The Courage To Respond

As I was sitting with my family on Monday morning watching the news whilst eating breakfast, I was delighted to see that Neale Daniher was recognised in this year’s Queen’s Birthday Honours list. Named an Officer of the Order of Australia (AO) for his “distinguished service to people with motor neurone disease”.

Neale Daniher is a wonderful example of the very best that we see in people – those who step forward to give their time and effort in the support of others in our community.

Daniher was diagnosed with motor neurone disease in 2013 and has since been instrumental in establishing the AFL’s annual Big Freeze fixture. He has worked tirelessly to bring MND to the attention of all in our community. Only last week whilst doing yard duty I noticed several of our young men wearing their white and blue MND beanies.
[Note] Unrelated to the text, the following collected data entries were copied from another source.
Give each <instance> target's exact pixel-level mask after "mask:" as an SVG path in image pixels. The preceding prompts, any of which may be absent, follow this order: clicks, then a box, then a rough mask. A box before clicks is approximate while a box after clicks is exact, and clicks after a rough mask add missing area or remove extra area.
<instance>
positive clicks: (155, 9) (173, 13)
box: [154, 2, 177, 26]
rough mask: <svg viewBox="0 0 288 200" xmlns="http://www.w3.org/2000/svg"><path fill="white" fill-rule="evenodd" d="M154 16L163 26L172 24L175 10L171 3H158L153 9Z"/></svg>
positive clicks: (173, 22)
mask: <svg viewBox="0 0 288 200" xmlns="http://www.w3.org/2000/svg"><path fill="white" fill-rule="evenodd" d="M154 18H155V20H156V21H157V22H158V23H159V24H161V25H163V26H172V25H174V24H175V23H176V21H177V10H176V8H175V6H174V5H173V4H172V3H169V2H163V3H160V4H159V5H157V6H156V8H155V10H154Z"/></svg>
I heard Neale say when being interviewed “While I am incredibly honoured to have this award, we don’t need any more awards, we just need to find a cure,” again not thinking about himself but all those with this deadly disease.

When Marcellin Champagnat set up schools in the poor rural communities in France, he did so with the intent of educating the underprivileged, those young people that could not access an education. Whilst out ministering, Marcellin came across a young boy who was dying. This young person had not had an opportunity to attend school and knew very little about God. Marcellin heard the confession of Montagne and gave him his last rights. The Montagne experience is what is said to have inspired Marcellin on his mission to start the Little Brothers of Mary, now known as the Marist Brothers.

Reflecting on the courage and selflessness of Neale Daniher and St Marcellin, it made me think about how we at Marcellin College cultivate and promote this philosophy in our young men. I think we do this through our Religion classes, through our House Social Justice initiatives, through our Game Changers program, through our Year 12 Ministry options. Our challenge is to instil in our young men the courage to respond. When you see injustice, when you see a cause worth getting involved in, when you have an opportunity to stand up for people in need, how will you respond?

Neale Daniher and St Marcellin both saw a need, both have made a significant impact in the lives of many and both worked tirelessly in support of their communities. The challenge for us now is. how will we respond when we see a need?